I will discuss later how the processes of hypertrophy and hyperplasia have been positively selected for in the course of the last 2–3 myr of hominid evolution. (Hypertrophy refers to increases in size of the neural components, e.g., neurons, dendritic branching, nuclei, and fiber tracts; hyperplasia refers to increased production of cells through mitotic division.) It is most probably the case that these processes are controlled by regulatory genes, and one of the major differences between ourselves and our closest nonhuman primate relative, the chimpanzee (brain size = ca. 385 g), relates to the schedules by which hyperplasia and hypertrophy are turned on and off during ontogenetic development (Holloway 1980, 1995; Miller et al. 2012).

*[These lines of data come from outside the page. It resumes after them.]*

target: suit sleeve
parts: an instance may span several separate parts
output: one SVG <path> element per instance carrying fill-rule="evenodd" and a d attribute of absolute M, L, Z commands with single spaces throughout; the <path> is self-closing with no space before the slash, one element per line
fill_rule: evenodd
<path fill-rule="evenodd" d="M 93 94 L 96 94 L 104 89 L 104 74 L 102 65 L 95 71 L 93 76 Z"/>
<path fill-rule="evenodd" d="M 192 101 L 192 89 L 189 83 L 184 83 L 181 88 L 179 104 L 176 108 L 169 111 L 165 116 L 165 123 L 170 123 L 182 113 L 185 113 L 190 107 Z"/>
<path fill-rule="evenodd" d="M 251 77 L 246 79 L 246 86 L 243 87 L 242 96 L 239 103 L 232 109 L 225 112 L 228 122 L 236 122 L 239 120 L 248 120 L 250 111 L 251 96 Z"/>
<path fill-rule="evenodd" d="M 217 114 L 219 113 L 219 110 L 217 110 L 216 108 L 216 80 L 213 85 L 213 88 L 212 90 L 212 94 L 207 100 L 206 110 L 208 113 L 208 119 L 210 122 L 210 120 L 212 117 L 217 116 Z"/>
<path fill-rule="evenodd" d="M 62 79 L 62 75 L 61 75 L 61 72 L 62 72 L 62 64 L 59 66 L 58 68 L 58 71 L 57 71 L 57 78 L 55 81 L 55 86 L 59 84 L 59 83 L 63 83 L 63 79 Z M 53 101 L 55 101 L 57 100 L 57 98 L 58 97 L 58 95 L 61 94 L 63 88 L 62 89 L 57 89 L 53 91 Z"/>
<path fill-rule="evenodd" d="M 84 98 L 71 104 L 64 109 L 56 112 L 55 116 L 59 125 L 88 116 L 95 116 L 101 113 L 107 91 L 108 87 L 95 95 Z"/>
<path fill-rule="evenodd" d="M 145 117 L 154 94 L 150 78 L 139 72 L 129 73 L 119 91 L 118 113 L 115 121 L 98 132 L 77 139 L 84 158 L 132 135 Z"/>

Brain Organization and Reorganization
It is well known that the brains of most animals are extremely similar to each other in terms of their overall organization, by which are meant neural nuclei and fiber systems. The human animal does not appear to show any different structures when compared to Old World monkeys such as the macaque or the great apes, including bonobo, chimpanzee, gorilla, and orangutan. Even the neural fiber tracts that are involved in human language appear in these primates (Deacon 1997). One might ask, then, given the obvious species-specific repertoires that exist in all animals, how can these behaviors differ without differences in the underlying nervous systems? This is one of the major challenges of studying brain evolution and in particular understanding what neural organizations account for the specificity of, say, human behavior, the ability to use language composed of arbitrary symbols. In other words, all mammals have a cerebral cortex, a thalamus, cerebellum, hypothalamus, etc., and basically these structures possess almost identical divisions of nuclei and do the same neural tasks. Clearly, brain size alone will never explain species-specific behavior, and the relationships between neural nuclei and fiber tracts will only go so far in explaining behavioral differences.

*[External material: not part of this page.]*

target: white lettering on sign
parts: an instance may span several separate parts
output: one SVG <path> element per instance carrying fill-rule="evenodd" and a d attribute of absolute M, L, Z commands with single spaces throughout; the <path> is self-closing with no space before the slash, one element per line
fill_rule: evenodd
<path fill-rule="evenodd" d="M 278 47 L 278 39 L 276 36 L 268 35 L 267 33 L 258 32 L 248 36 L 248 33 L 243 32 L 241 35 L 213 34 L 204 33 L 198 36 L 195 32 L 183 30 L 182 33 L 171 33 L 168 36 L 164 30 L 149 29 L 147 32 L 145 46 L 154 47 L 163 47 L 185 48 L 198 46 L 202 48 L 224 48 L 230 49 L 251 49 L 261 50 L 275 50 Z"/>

Allometric equations showing the relationship between individual bodily components and the whole are instructive here. If we were to plot the logs (base 10) of primary visual cortex (PVC) against brain volume , we would find that the human PVC is 121 % less than predicted, and similarly, the lateral geniculate nucleus of the thalamus is about 144 % less than expected for a primate of our brain size (see Fig. 6). In contrast, if one plots the amount of cerebral cortex against brain weight the result is a straight line, and the human point lies almost exactly on the line. In short, the human cerebral cortex is as large as would be expected for a primate of its brain size. But do portions of the cerebral cortex vary in size between different primates? In humans, the residuals mentioned above suggest that compared to chimpanzees, the amount of PVC is significantly smaller in humans, or alternatively put, the posterior association cortex of the parietal and temporal lobes is relatively larger in humans. Since there are no essential differences between chimpanzees and humans in their visual abilities and competencies, these differences most probably reflect selection for expanded functioning of the association cortex in humans. This is precisely what is meant by “reorganization” (Table 3).
When used in a comparative or evolutionary context, reorganization means changes in the sizes and proportions thereof of neural nuclei and their fiber tracts (see Fig. 7). Given that chimpanzees and hominids had a last common ancestor some 5–7 myr and that chimpanzees appear to have large PVC cortices, we infer that one aspect of human brain evolution has been some reorganization of the cerebral cortex, namely, an increase in posterior association cortex (or, equally, a reduction in PVC) involved in polymodal cognitive tasks, where visual, auditory, and motor information are brought together in a synthetic whole. The trick, of course, is to demonstrate objectively when, where, and why these changes took place. This example of PVC has been purposefully chosen because one of the sulcal landmarks of the cortex that defines the anterior border of PVC is the “lunate” sulcus, named for its crescentic shape, and there is some hope of identifying its position on some of the early hominid brain endocasts. In this regard, endocasts are most often frustratingly mute on other convolutional details.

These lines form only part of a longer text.